It was brought to Rome towards the end of the fifteenth century by a pious merchant, who, dying there, ordered by his will that the picture should be exposed in a church for public veneration. It was exposed in the church of San Matteo, Via Merulana, between Saint Mary Major and Saint John Lateran. Crowds flocked to this church, and for nearly three hundred years many graces were obtained through the intercession of the Blessed Virgin. The picture was then popularly called the Madonna di San Matteo. The church was served for a time by the Hermits of Saint Augustine, who had sheltered their Irish brethren in their distress.

These Augustinians were still in charge when the French invaded Rome (1812) and destroyed the church. The picture disappeared; it remained hidden and neglected for over forty years, but a series of providential circumstances between 1863 and 1865 led to its discovery in an oratory of the Augustinian Fathers at Santa Maria in Posterula. The pope, Pius IX, who as a boy had prayed before the picture in San Matteo, became interested in the discovery and in a letter dated 11 December 1865 to Father General Mauron, C.SS.R., ordered that Our Lady of Perpetual Succour should be again publicly venerated in Via Merulana, and this time at the new church of Saint Alphonsus. The ruins of San Matteo were in the grounds of the Redemptorist Convent. This was but the first favor of the Holy Father towards the picture. He approved of the solemn translation of the picture (26 April, 1866), and its coronation by the Vatican Chapter (23 June, 1867).

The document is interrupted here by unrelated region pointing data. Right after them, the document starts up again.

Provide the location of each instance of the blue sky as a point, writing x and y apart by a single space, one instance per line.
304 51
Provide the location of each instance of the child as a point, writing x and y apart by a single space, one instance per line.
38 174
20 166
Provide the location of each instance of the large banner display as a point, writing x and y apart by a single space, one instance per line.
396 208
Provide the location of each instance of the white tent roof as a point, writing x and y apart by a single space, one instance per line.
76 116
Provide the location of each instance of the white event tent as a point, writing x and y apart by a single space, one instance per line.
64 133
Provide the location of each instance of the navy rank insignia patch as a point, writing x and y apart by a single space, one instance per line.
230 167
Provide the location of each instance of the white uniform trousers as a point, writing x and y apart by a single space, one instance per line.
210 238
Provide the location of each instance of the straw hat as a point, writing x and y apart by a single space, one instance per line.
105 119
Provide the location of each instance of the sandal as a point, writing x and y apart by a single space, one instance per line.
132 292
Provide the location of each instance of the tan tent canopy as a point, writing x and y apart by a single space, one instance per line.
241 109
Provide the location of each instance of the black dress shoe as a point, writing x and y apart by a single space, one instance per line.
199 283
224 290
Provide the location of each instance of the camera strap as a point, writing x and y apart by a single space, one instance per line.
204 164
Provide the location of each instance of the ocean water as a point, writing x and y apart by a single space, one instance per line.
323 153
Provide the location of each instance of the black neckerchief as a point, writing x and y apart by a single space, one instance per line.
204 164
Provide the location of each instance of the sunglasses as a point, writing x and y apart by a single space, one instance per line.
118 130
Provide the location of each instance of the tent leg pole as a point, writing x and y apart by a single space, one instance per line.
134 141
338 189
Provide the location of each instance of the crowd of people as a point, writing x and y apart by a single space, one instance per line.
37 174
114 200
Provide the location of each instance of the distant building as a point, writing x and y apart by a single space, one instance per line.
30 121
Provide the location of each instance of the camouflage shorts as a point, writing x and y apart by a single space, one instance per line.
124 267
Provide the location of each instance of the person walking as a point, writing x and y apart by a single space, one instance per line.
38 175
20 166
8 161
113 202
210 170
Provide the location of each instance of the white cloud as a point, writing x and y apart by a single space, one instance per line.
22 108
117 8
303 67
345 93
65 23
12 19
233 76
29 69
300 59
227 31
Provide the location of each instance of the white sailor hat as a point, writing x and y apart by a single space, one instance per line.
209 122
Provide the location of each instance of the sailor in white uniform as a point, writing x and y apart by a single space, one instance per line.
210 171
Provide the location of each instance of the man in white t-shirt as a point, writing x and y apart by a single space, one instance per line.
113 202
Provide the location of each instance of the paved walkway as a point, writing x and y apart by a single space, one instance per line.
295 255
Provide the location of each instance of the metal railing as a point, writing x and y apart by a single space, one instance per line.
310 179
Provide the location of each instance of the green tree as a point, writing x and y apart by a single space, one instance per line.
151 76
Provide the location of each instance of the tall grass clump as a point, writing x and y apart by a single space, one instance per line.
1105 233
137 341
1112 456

He fixed the feast as duplex secundae classis, on the Sunday before the Feast of the Nativity of Saint John the Baptist, and by a decree dated May 1876, approved of a special office and Mass for the Congregation of the Most Holy Redeemer. This favor later on was also granted to others. Learning that the devotion to Our Lady under this title had spread far and wide, Pius IX raised a confraternity of Our Lady of Perpetual Succour and Saint Alphonsus, which had been erected in Rome, to the rank of an arch-confraternity and enriched it with many privileges and indulgences. He was among the first to visit the picture in its new home, and his name is the first in the register of the arch-confraternity.

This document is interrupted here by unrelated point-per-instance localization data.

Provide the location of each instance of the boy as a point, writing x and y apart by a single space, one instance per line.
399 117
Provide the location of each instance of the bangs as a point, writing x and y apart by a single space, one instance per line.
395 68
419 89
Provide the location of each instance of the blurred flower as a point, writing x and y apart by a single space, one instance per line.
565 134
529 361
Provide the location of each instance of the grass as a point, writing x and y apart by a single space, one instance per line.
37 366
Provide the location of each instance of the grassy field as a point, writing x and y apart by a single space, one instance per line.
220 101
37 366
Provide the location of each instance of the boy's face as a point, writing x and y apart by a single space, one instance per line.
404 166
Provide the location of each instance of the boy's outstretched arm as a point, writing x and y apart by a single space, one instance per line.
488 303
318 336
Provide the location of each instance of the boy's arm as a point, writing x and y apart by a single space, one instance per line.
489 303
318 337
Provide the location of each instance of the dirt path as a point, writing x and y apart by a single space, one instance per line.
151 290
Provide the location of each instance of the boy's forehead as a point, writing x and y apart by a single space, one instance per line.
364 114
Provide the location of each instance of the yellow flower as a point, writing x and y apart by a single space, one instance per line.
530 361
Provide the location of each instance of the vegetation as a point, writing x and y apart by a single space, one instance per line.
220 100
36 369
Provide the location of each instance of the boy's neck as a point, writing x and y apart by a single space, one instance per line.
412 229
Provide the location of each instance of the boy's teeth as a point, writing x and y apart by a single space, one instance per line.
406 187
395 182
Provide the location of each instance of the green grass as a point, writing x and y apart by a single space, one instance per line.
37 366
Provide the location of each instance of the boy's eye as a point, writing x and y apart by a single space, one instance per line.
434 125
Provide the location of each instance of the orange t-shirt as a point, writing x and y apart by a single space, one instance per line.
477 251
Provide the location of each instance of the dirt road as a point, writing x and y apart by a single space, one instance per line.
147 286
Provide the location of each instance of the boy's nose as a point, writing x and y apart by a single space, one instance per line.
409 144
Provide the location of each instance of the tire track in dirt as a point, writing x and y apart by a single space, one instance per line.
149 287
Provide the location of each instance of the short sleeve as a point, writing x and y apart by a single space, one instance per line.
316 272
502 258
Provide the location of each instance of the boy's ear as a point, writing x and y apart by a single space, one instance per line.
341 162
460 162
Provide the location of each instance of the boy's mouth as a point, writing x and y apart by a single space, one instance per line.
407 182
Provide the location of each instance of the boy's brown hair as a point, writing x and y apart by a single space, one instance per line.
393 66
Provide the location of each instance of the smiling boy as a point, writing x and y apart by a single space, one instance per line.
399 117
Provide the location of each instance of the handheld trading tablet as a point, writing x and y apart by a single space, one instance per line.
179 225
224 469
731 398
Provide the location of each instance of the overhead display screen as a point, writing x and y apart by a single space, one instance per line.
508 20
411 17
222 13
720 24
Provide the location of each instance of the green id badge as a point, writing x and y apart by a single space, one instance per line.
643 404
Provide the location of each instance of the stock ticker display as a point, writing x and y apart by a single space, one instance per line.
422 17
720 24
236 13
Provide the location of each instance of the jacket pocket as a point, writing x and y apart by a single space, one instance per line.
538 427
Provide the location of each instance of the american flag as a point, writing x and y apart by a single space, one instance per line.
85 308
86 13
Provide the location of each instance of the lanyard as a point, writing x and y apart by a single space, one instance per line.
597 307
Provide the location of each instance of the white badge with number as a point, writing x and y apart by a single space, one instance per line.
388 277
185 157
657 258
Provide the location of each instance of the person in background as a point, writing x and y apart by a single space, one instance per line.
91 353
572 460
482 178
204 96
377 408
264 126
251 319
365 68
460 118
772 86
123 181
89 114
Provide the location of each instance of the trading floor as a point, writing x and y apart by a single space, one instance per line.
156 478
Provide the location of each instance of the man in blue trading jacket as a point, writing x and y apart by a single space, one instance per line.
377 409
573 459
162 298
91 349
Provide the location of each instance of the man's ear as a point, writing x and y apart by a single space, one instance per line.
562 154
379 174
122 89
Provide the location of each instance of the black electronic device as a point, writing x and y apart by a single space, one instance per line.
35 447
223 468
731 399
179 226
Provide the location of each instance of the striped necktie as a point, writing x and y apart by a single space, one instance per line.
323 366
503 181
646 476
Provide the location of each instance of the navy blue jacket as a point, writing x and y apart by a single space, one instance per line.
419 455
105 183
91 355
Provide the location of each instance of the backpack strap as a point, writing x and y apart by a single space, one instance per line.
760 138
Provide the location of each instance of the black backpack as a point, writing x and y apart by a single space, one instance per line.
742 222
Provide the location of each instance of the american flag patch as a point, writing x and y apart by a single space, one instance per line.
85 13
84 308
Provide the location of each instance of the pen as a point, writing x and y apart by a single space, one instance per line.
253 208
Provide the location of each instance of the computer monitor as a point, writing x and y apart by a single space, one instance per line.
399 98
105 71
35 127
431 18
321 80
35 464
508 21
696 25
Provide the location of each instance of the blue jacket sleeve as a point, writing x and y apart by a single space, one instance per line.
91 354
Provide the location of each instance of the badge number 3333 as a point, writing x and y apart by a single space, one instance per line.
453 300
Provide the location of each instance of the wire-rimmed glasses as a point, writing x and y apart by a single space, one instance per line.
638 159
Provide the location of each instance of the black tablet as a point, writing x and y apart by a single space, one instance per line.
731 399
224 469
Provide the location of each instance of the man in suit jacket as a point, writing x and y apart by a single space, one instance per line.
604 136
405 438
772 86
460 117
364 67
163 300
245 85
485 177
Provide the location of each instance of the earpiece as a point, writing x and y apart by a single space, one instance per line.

Two thousand three hundred facsimiles of the Holy Picture have been sent from Saint Alphonsus's church in Rome to every part of the world. At the present day not only altars, but churches and dioceses (e.g. in England, Leeds and Middlesborough; in the United States, Savannah) are dedicated to Our Lady of Perpetual Succour. In some places, as in the United States, the title has been translated Our Lady of Perpetual Help.